Panneaux, panonceaux et affichettes constituent des objets omniprésents dans l’espace public. Malgré les tentatives de contrôle ou de cadrage institutionnel, la communication dans le paysage urbain tend à se complexifier, face au nombre croissant d’acteurs qui interviennent en ville. En période de pandémie, cette concurrence entre les écritures urbaines semble s’exacerber. Si le coronavirus lui-même est invisible, nombre de traces graphiques et textuelles viennent physiquement marquer sa présence dans l’espace public.
L’un des changements les plus marquants dans le centre-ville de Montréal tient d’abord à la reconfiguration des voies de communication. Pour offrir des alternatives aux personnes obligées de se déplacer, pour qu’elles puissent éviter la promiscuité des transports en commun et respecter la distanciation sociale (de deux mètres / six pieds au Canada) quelques grands axes routiers composés de plusieurs voies pour les véhicules motorisés, sont scindés : des barrières isolent la voie la plus à l’extérieur, pour la transformer en piste cyclable ou élargir les trottoirs pour les piétons. « Achetez local ! Achetez en ligne ! » peut-on lire sur les pancartes orange accrochées aux barrières en métal du premier « corridor sanitaire » testé sur l’avenue du Mont Royal. Avec succès, puisque la Ville a décidé, le 17 avril, de créer des dizaines d’autres espaces piétonniers, répartis dans neuf arrondissements.
Ces aménagements et toutes les traces sensibles qui les accompagnent dans l’espace public sont quelques fois coordonnés par les pouvoirs publics mais le plus souvent, ils sont le fruit d’initiatives individuelles. A Montréal comme dans de nombreuses villes aujourd’hui, les repères au sol se multiplient pour faciliter la distanciation sociale aux abords des commerces de première nécessité. Comme les commerçants en Amérique du Nord ont pris l’habitude de le faire depuis plusieurs années[1], certaines épiceries (fruiteries ou dépanneurs) ont investi l’espace public proche en agençant sur le trottoir des sas sanitaires souvent signalés par des pancartes et délimités par des scotchs de couleurs, obligeant les clients à respecter les distances de sécurité et à se désinfecter les mains, sous le contrôle d’agents de sécurité souvent gantés et masqués.

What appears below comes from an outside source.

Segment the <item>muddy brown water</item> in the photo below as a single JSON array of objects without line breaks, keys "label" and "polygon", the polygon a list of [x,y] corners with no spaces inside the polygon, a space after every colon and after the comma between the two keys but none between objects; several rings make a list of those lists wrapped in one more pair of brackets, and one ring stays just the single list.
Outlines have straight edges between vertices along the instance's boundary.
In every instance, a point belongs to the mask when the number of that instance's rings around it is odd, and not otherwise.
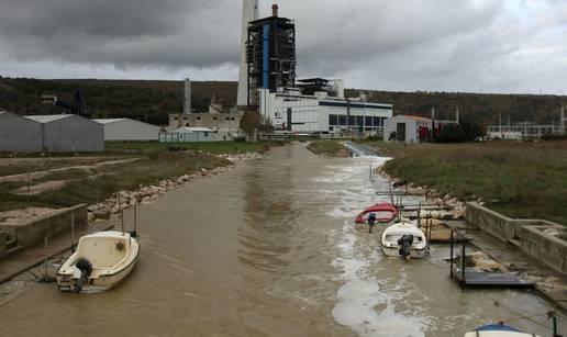
[{"label": "muddy brown water", "polygon": [[545,316],[518,319],[552,310],[537,295],[458,289],[446,246],[424,260],[381,256],[378,234],[352,225],[388,186],[369,182],[380,162],[297,145],[171,191],[141,207],[141,257],[120,287],[34,285],[0,307],[0,335],[464,336],[514,318],[549,336]]}]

Cet agencement désordonné d’écritures semble venir combler le vide de tous les aménagements laissés en friche depuis le début du confinement. La profusion des formes graphiques et scripturales qui émergent aujourd’hui invite à prêter une attention nouvelle à cette somme de symboles et d’écrits inédits adressés aux habitants. Elle forme, en cette période si particulière, l’un des motifs essentiels d’une nouvelle condition urbaine. Scriptopolis[2], livre-objet sans auteur sorti en 2019, avait déjà assemblé une collection conséquente de photographies d’écrits disparates qui forment l’infra-ordinaire de la ville. En période de pandémie, l’extra-ordinaire dans la ville et ses espaces publics passe donc aussi par l’écriture.

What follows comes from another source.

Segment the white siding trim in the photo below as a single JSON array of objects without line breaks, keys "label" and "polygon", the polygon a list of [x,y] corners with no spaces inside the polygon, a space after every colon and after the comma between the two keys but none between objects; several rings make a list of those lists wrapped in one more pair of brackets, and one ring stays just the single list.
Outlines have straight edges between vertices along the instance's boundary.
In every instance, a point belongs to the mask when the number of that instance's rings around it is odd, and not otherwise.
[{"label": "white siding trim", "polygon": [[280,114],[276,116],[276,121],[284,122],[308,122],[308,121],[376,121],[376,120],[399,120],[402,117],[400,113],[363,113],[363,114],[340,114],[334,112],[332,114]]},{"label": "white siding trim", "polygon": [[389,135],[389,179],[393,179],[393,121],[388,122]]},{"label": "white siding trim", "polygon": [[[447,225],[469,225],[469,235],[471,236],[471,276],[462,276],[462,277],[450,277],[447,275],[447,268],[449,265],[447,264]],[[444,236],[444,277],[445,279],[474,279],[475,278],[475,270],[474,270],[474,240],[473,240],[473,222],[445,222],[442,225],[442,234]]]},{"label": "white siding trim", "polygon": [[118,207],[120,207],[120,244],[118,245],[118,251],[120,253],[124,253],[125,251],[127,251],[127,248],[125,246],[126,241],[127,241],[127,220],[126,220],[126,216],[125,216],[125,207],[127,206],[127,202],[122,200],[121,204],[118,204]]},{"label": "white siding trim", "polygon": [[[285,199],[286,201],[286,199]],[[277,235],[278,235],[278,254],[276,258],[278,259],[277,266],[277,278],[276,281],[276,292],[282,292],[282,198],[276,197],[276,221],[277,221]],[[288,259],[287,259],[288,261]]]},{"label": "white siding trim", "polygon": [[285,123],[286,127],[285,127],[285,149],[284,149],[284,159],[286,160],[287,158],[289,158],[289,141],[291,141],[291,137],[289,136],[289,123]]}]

Ainsi, les recommandations sur les « gestes barrières » s’affichent un peu partout, sur les poteaux, les grilles et les clôtures et notamment à l’entrée des jardins d’enfants ou des écoles (pourtant fermées jusqu’à la prochaine rentrée, comme l’a décidé le gouvernement du Québec pour la région Montréal, durement touchée par l’épidémie). Ces messages sont aussi présents dans les transports, en particulier au niveau des nombreux arrêts de bus provisoires apparus en même temps que le confinement ou encore sur les vitrines des magasins. Ces messages aussi anodins qu’ils puissent paraître sont hautement performatifs. Ils sont à l’origine de nouvelles manières d’être et de se déplacer dans les espaces publics montréalais. Ils agissent en particulier sur les corps, modifiant les habitudes de sociabilité, limitant les contacts physiques, bouleversant et entravant les pratiques quotidiennes aussi bien au niveau des itinéraires que des activités.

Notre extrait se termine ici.